The antigenic peptide EEKRGSLHVW encoded by the HB-1
gene is recognized in association with HLA-B44, a common HLA-B allele expressed by 23% of the Caucasian population. Five subtypes of HLA-B44 have been identified, but the most frequently expressed subtypes are HLA-B*4402 and -B*4403. These two subtypes differ only by a single amino acid substitution from Asp (*4402) to Leu (*4403) in position 156 of the α2 domain (18
). Both HLA-B*4402 and -B*4403 are able to present the HB-1 peptide to CTL clone MP1. The consensus peptide binding motif for HLA-B44 shows a predominance for Glu at position 2, and Tyr or Phe at position 9 or 10 (18
).

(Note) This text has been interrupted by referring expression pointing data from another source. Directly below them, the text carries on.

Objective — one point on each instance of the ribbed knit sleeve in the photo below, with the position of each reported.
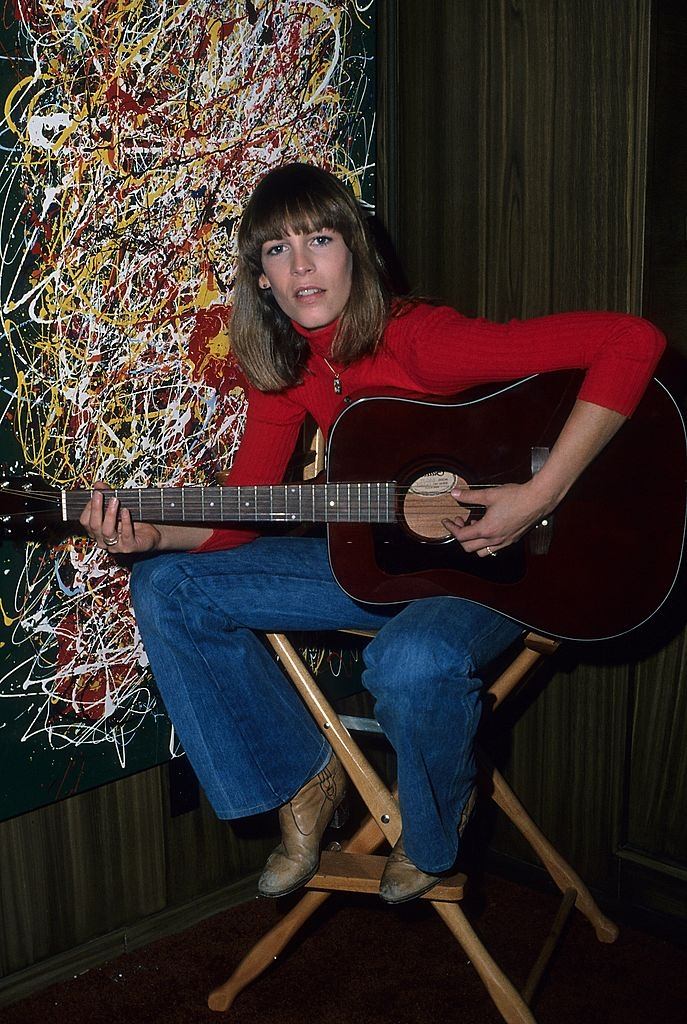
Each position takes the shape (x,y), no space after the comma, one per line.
(272,423)
(442,351)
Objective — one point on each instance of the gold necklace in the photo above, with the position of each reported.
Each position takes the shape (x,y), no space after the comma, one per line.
(338,389)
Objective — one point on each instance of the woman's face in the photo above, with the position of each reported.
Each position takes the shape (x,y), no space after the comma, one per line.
(309,275)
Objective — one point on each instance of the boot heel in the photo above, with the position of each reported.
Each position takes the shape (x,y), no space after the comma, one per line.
(341,815)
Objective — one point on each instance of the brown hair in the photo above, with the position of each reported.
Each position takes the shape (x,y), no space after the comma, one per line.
(301,198)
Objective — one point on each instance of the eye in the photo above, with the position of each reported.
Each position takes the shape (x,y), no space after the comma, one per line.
(274,249)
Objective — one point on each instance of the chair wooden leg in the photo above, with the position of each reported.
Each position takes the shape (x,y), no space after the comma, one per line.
(367,840)
(506,997)
(558,868)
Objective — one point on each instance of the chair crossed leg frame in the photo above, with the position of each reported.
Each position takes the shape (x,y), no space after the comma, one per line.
(354,869)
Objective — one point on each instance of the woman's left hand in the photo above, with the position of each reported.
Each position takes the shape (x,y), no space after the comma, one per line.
(511,511)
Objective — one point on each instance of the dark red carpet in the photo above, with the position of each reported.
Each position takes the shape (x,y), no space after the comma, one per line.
(361,963)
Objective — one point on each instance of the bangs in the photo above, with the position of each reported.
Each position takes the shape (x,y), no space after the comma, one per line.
(297,199)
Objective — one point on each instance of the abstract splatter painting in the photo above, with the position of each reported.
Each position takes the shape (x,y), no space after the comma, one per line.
(133,132)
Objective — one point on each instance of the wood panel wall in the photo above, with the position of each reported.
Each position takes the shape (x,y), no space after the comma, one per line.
(521,174)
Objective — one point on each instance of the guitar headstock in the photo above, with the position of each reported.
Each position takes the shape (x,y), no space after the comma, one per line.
(28,505)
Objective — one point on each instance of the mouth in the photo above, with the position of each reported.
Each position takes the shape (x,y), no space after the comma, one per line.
(307,293)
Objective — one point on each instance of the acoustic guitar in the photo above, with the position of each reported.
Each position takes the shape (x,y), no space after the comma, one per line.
(603,563)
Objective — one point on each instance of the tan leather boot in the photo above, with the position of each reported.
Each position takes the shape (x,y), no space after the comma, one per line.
(401,879)
(303,821)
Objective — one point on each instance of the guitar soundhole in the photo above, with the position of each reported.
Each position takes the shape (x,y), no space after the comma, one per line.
(428,502)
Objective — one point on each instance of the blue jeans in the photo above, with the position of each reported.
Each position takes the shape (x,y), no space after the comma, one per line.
(251,740)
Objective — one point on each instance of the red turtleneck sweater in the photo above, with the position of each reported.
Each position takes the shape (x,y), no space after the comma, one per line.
(435,350)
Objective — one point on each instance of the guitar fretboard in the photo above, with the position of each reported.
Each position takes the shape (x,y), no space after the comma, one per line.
(351,502)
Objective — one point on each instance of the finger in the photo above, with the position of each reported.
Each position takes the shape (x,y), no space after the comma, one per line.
(92,514)
(126,531)
(110,519)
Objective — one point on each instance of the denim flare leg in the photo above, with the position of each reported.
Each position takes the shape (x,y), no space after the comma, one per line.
(249,737)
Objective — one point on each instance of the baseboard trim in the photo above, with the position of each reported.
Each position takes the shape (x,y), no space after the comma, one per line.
(105,947)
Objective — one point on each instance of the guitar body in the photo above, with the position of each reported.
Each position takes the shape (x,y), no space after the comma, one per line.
(604,562)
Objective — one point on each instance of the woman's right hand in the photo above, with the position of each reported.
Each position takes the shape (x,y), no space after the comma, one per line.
(113,529)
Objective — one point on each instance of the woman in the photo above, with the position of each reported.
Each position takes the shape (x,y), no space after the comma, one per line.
(313,322)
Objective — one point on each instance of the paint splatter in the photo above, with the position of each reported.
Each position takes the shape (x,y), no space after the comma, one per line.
(134,133)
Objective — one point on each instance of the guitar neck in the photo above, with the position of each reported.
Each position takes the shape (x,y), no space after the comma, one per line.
(287,503)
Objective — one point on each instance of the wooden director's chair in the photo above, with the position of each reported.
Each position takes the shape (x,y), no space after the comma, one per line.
(355,868)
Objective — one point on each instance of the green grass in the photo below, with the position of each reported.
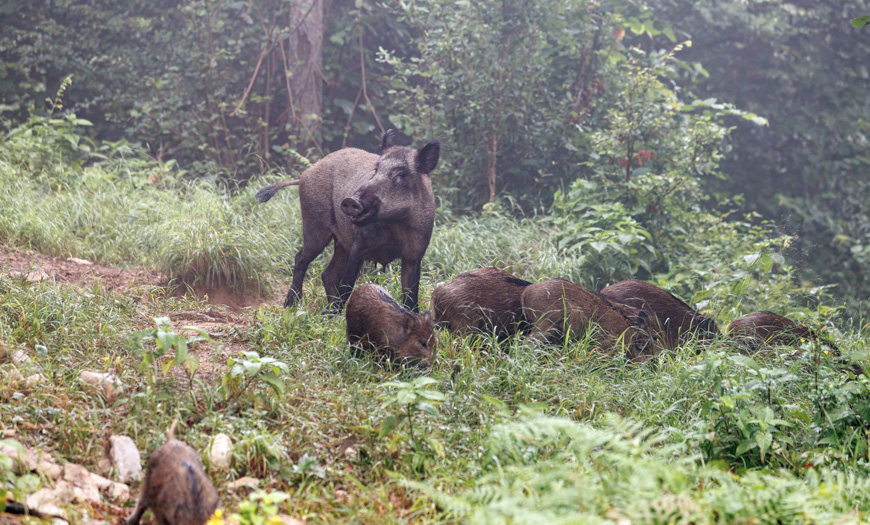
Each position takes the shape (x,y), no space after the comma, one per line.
(525,432)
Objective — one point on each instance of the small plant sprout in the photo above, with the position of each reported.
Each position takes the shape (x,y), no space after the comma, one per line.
(249,368)
(406,399)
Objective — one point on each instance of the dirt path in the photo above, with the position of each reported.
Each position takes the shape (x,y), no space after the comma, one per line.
(223,315)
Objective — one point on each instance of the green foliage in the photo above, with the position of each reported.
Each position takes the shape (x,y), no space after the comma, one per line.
(249,369)
(260,508)
(14,484)
(407,400)
(166,340)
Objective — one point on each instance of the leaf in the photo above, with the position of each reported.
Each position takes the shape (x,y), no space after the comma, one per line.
(436,445)
(388,424)
(763,439)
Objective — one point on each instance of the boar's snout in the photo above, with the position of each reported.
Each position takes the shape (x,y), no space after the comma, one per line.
(359,211)
(352,207)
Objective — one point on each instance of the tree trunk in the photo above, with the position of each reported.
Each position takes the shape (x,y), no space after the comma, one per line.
(304,62)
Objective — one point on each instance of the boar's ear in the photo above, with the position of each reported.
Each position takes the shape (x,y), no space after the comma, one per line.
(427,158)
(386,141)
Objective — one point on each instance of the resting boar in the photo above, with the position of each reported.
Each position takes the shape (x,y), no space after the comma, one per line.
(375,207)
(378,323)
(487,300)
(768,328)
(557,307)
(673,320)
(176,487)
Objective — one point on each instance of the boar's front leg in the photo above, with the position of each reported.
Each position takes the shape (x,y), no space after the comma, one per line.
(351,272)
(411,269)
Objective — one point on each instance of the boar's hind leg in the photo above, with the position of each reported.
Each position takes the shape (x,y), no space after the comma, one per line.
(333,273)
(411,282)
(311,248)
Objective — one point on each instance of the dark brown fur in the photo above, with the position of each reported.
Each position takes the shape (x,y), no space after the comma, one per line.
(376,207)
(486,300)
(767,328)
(557,306)
(674,320)
(378,323)
(176,487)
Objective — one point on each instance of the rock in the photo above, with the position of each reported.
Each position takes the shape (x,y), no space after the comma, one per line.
(287,520)
(19,357)
(36,276)
(47,501)
(49,469)
(31,382)
(116,491)
(220,452)
(125,458)
(105,384)
(79,483)
(244,482)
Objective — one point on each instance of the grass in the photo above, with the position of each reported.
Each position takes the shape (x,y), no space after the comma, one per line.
(519,432)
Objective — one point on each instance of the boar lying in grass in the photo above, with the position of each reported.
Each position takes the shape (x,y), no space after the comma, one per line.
(558,308)
(767,328)
(486,300)
(376,322)
(376,207)
(674,321)
(176,487)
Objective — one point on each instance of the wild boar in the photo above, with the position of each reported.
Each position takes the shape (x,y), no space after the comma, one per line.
(557,307)
(376,207)
(176,487)
(376,322)
(673,319)
(767,328)
(486,300)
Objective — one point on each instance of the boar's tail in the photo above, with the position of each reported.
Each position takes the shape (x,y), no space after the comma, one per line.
(171,434)
(269,191)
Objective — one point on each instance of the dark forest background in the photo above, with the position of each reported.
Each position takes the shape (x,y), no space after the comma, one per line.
(640,114)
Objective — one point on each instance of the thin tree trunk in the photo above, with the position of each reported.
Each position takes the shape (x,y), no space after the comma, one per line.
(304,61)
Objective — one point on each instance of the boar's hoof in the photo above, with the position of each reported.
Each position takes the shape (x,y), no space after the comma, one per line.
(292,297)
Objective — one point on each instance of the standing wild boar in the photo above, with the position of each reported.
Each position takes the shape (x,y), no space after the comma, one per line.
(377,322)
(486,300)
(674,320)
(768,328)
(557,307)
(376,208)
(176,488)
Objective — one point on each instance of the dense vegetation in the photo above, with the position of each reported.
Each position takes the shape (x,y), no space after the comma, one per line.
(591,141)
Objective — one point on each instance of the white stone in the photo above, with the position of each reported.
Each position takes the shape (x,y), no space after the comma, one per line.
(221,451)
(107,385)
(244,482)
(20,357)
(78,482)
(46,501)
(125,458)
(31,382)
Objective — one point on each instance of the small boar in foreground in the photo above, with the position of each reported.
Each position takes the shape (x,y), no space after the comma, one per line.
(558,307)
(376,207)
(674,320)
(378,323)
(176,488)
(767,328)
(486,300)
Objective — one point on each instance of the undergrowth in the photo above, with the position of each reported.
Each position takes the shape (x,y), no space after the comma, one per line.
(500,432)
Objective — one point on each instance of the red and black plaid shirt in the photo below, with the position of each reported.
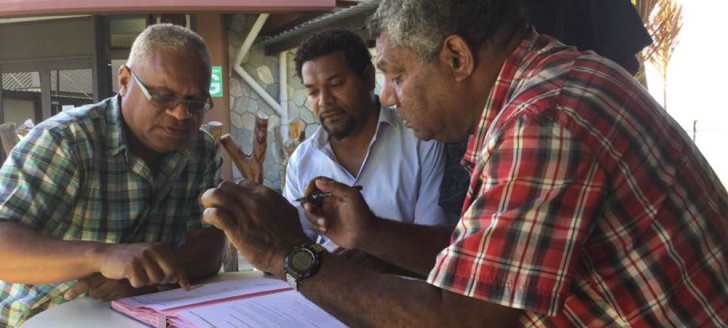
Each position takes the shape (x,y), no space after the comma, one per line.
(588,204)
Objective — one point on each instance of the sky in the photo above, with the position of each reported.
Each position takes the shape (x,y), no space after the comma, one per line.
(696,80)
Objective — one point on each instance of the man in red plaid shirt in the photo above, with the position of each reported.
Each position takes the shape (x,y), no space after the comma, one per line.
(588,204)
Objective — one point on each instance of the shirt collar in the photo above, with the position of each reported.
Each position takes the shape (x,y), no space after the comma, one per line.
(116,138)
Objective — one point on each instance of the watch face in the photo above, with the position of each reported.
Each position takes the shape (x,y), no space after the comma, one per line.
(301,260)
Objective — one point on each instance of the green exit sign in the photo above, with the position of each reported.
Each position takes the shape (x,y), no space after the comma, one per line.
(216,82)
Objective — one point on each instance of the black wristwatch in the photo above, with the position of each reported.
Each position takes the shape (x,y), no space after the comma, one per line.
(302,262)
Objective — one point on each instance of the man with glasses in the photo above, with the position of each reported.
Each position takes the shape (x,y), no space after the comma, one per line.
(104,199)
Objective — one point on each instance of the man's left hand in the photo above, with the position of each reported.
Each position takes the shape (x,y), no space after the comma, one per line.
(261,224)
(105,289)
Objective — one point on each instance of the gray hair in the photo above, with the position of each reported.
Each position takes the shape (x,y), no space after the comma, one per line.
(423,25)
(169,36)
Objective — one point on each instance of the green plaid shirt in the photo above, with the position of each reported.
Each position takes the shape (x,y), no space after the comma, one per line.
(72,178)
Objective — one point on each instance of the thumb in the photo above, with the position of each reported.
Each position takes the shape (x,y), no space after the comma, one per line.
(78,289)
(219,218)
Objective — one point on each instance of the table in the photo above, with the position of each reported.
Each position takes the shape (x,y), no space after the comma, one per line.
(87,312)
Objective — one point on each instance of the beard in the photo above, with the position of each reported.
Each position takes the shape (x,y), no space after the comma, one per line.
(340,131)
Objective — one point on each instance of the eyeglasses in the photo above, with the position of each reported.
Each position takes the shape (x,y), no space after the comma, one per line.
(193,107)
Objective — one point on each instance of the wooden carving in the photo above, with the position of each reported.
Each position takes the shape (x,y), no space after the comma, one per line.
(296,135)
(251,168)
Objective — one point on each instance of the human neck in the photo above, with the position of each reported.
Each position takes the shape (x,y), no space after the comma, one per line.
(351,151)
(490,62)
(148,155)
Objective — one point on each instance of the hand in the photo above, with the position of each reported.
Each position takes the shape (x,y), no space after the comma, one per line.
(105,289)
(344,217)
(261,224)
(142,264)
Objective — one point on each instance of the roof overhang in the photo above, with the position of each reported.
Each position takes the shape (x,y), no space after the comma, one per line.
(353,18)
(24,8)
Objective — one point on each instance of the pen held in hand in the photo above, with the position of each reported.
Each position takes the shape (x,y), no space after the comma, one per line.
(319,196)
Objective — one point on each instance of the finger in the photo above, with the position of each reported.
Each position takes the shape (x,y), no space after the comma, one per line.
(311,186)
(137,274)
(184,280)
(220,218)
(163,264)
(317,223)
(152,263)
(77,290)
(336,189)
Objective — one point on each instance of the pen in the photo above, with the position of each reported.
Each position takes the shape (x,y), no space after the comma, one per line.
(320,195)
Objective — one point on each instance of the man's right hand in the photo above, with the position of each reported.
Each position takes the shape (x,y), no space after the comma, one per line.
(142,264)
(344,218)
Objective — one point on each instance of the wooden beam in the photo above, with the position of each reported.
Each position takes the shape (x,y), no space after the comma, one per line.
(278,23)
(21,8)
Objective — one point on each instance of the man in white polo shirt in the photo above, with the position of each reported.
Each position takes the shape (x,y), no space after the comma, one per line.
(359,141)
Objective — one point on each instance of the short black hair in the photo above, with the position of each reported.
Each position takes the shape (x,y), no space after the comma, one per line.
(356,53)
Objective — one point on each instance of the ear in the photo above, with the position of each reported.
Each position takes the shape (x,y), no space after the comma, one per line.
(457,55)
(124,78)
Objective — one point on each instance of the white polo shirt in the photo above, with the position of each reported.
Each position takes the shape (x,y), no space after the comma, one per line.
(400,174)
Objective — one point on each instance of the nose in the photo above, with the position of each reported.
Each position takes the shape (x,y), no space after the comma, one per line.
(325,97)
(387,96)
(179,111)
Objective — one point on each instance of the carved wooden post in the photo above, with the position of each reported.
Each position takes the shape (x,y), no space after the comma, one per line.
(296,135)
(251,168)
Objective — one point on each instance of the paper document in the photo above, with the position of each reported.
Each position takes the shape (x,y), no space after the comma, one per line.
(251,302)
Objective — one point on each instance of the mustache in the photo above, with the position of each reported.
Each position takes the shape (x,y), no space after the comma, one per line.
(329,111)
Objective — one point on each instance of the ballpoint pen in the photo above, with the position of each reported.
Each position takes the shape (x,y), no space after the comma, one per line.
(318,196)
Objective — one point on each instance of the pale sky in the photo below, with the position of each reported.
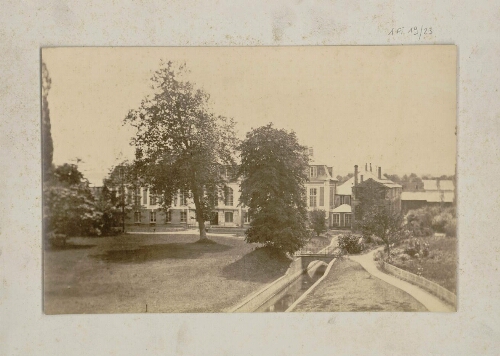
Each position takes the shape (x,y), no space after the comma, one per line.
(392,106)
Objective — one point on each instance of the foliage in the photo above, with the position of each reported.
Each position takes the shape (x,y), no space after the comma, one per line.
(47,145)
(425,221)
(343,179)
(385,225)
(113,201)
(350,243)
(274,170)
(317,220)
(180,143)
(69,208)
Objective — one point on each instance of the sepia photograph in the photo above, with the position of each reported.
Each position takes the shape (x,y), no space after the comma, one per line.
(249,179)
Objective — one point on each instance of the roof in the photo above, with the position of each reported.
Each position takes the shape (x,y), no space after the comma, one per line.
(346,187)
(444,184)
(429,196)
(344,208)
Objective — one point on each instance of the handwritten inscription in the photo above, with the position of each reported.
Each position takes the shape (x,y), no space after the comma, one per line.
(415,31)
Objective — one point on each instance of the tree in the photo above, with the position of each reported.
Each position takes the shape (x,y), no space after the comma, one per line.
(181,145)
(47,145)
(69,208)
(273,170)
(386,225)
(114,198)
(318,221)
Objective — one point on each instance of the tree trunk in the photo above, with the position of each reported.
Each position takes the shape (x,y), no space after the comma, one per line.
(199,214)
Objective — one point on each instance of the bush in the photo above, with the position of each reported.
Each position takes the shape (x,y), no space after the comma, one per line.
(317,220)
(350,243)
(451,228)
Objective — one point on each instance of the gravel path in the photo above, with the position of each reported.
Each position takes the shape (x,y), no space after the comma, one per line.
(349,287)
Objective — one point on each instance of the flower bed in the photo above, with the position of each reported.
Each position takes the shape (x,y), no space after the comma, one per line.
(438,264)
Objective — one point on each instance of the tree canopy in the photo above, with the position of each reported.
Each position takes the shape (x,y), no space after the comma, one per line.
(273,170)
(181,144)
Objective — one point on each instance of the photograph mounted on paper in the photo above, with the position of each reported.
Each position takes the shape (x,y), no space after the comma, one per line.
(249,179)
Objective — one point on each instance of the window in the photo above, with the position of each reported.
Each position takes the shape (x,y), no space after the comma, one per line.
(313,172)
(312,197)
(137,196)
(184,196)
(229,197)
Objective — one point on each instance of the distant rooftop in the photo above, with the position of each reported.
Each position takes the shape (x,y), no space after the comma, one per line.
(432,184)
(429,196)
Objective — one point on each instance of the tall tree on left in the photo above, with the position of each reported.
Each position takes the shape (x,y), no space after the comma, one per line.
(181,144)
(47,146)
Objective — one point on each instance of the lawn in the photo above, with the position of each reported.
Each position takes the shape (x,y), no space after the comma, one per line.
(349,288)
(154,273)
(441,264)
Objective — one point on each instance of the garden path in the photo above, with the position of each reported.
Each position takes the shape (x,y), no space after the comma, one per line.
(431,302)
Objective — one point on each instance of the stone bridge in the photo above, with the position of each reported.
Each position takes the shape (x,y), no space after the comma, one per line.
(302,261)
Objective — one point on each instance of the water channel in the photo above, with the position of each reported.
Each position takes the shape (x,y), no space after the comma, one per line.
(287,296)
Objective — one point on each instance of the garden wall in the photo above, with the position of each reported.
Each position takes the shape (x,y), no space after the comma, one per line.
(432,287)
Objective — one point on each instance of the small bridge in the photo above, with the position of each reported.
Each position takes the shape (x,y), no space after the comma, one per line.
(305,258)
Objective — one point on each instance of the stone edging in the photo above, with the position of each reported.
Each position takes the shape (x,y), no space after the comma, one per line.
(255,300)
(430,286)
(303,296)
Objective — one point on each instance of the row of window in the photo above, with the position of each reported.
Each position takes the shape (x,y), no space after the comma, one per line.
(183,198)
(228,217)
(336,219)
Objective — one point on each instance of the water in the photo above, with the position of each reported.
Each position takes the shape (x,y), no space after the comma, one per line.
(285,298)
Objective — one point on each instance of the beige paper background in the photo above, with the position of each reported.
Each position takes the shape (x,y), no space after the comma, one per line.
(27,26)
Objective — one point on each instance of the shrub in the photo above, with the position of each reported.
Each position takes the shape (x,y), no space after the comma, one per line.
(317,220)
(350,243)
(451,228)
(404,257)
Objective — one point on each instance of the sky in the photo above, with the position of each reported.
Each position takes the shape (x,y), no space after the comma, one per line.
(392,106)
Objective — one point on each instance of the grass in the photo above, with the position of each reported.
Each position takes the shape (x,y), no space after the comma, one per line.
(349,288)
(154,273)
(441,265)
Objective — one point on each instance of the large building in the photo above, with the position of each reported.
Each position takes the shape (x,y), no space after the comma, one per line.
(435,192)
(377,187)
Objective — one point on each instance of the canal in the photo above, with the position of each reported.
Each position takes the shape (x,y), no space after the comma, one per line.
(286,297)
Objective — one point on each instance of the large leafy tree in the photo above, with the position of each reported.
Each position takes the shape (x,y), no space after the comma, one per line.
(273,168)
(70,208)
(181,144)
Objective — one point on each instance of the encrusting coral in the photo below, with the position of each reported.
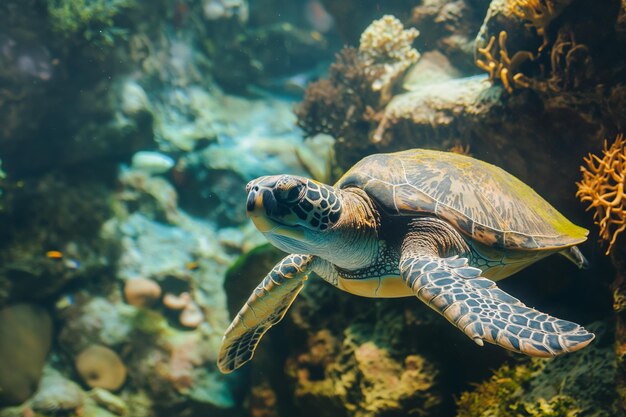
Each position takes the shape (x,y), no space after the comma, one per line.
(504,68)
(101,367)
(500,396)
(602,187)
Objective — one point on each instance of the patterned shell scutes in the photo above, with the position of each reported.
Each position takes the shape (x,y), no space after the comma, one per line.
(481,200)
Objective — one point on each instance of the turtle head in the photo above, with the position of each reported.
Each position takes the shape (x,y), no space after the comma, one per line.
(287,208)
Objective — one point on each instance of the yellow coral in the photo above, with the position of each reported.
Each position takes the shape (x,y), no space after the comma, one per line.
(602,187)
(539,14)
(505,67)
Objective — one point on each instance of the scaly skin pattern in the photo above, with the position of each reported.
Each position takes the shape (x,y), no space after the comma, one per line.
(266,306)
(439,226)
(484,202)
(484,312)
(473,303)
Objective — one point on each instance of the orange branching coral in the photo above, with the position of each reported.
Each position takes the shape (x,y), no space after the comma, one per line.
(505,67)
(603,188)
(539,14)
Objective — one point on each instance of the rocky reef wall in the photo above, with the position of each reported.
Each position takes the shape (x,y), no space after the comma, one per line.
(130,129)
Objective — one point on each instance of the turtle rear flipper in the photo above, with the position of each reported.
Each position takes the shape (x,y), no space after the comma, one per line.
(478,307)
(576,257)
(266,306)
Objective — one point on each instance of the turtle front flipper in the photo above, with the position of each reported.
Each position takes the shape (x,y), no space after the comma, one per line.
(266,306)
(453,288)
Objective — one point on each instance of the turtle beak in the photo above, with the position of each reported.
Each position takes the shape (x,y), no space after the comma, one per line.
(255,207)
(260,205)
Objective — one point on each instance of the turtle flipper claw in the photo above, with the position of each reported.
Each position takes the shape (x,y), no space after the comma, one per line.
(266,306)
(486,313)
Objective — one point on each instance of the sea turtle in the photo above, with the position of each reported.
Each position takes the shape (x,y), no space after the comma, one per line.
(436,225)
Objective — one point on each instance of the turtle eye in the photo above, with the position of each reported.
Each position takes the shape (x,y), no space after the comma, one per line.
(291,195)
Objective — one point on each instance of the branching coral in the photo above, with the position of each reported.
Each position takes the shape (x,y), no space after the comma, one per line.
(505,68)
(570,62)
(501,396)
(360,82)
(539,14)
(603,188)
(337,106)
(386,50)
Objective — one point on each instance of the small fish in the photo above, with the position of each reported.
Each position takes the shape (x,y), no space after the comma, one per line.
(192,266)
(54,254)
(72,263)
(65,301)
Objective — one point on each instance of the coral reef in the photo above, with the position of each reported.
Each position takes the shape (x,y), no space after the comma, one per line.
(602,187)
(360,83)
(539,14)
(504,68)
(25,339)
(449,27)
(124,166)
(100,367)
(386,51)
(563,387)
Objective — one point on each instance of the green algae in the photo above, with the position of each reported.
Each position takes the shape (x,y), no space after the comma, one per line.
(93,20)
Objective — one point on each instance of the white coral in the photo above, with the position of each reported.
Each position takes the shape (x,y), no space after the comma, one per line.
(386,48)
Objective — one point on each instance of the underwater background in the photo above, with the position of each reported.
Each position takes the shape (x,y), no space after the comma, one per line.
(129,129)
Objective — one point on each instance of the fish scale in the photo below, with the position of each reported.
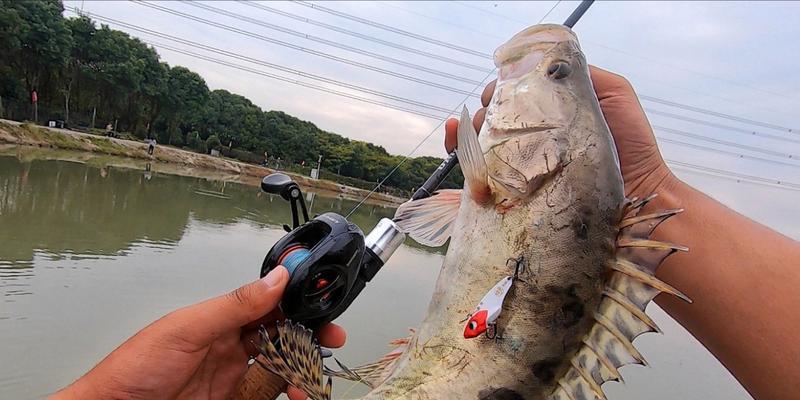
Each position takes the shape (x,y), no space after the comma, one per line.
(542,185)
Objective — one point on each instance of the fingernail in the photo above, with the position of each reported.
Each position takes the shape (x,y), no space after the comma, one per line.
(274,277)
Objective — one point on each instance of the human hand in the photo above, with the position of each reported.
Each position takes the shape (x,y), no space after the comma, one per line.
(643,169)
(198,352)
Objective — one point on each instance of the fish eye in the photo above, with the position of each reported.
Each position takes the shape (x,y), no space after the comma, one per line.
(559,70)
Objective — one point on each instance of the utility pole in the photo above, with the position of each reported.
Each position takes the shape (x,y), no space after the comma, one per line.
(35,100)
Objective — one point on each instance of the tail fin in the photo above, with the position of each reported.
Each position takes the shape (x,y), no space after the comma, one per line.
(298,360)
(374,374)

The HB-1 peptide contains a Glu at position 2, but in contrast to the consensus motif it has a Trp at position 10, indicating that all amino acids with aromatic side chains facilitate binding to HLA-B44. A polymorphism in the HB-1
gene resulted in a single amino acid exchange from His to Tyr at position 8 of the HB-1 peptide. The anchor residues of the peptide are not involved in this substitution, and both the HB-1H
peptide bind with similar affinity to HLA-B44 molecules. Since the HB-1Y
peptide is not recognized by CTL clone MP1, the polymorphism appears to influence a TCR contact residue.
The molecular identification and characterization of the leukemia-associated mHag HB-1 allows the opportunity to treat leukemia patients with immunotherapy specifically targeted to the tumor without the risk of inducing GVHD. For this, patients must be typed for the presence of the HB-1H allele and their tumor cells must significantly express the HB-1 gene. The mHag HB-1 might turn out to be an excellent target against which specific CTLs can easily be generated from allogeneic donors and adoptively transferred into BMT recipients with relapsed B-ALL. We have already succeeded in generating HB-1 specific CTLs in vitro from peripheral blood of healthy HLA-B44–positive individuals by stimulating CD8-positive T cells with peptide-loaded autologous dendritic cells (our unpublished results). These induced CTLs displayed lysis of both peptide-loaded HB-1–negative target cells, and autologous HLA-B44–positive EBV-transformed B cells endogenously expressing the HB-1 Ag. The presence of HB-1–specific CTLs in the T cell repertoire of HB-1–positive individuals and the restricted expression of the HB-1 gene by B-ALL cells may also allow the use of HB-1–encoded Ags for vaccination protocols to induce specific immunity in B-ALL patients.